Чтобы не сойти с ума, я спасался воспоминаниями прошлого. Они будто охраняли мой рассудок, давали какую-то осмысленность, но в то же время жгли своей бестолковостью, глупо проведенной жизнью. Моя совесть превратилась в оголенный нерв: за каждый идиотский поступок из своих воспоминаний я получал ее обжигающий укол в самое сердце. Но эти инъекции будто спасали меня от безумия…
Тому на носок ноги вдруг села серая птичка с темно-оранжевой грудкой.

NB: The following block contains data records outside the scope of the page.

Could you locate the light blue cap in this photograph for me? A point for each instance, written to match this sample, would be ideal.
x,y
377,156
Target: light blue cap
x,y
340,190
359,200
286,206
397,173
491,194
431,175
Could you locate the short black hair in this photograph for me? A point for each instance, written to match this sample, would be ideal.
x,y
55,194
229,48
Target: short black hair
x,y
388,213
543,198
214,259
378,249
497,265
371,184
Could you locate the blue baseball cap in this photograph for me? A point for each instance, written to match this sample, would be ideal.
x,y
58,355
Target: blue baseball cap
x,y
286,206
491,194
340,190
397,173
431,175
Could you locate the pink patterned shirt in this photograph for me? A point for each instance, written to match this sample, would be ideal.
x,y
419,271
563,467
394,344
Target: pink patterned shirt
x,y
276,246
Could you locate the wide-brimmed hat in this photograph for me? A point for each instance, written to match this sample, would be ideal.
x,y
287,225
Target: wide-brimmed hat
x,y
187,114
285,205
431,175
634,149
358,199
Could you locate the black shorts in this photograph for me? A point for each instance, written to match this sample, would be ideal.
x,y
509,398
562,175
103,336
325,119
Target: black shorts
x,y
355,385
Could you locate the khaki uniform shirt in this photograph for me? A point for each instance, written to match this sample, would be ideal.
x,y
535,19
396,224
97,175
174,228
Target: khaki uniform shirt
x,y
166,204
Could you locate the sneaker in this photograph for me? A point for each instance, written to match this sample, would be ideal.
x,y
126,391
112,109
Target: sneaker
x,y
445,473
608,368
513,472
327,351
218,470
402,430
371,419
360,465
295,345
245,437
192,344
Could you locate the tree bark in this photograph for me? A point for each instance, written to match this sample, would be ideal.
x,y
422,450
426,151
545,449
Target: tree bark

Повертев любопытной головкой, прыгнула на колено и тут же упорхнула в гущу листвы.
– …Мне казалось, что я пробыл там тысячу лет, – продолжал послушник. – То, земное время, думал я, – это была роскошь, это был подарок. Это было средство изменения себя. Там можно было предвкушать или переживать, можно было что-то менять. Мое земное прошлое казалось райским блаженством. Здесь же у меня не было будущего, а настоящее лишилось всякого смысла. Время совсем остановилось. «Я не могу ничего изменить!» – эта мысль будто колом прибивала меня к земле.
Пустой, никому не нужный человек, я проворонил свой шанс. Я жил ради внешнего, я искал счастье вовне, я увлекся фантиком, ничтожным по сравнению с вечной глубиной своего «я». Тщеславие и хвастовство – вот и все, что было в моей жизни, умело замаскированное словами о нереализованном таланте. Вот оно, вокруг меня, – мой собственный мир. Но где же я? Сам я?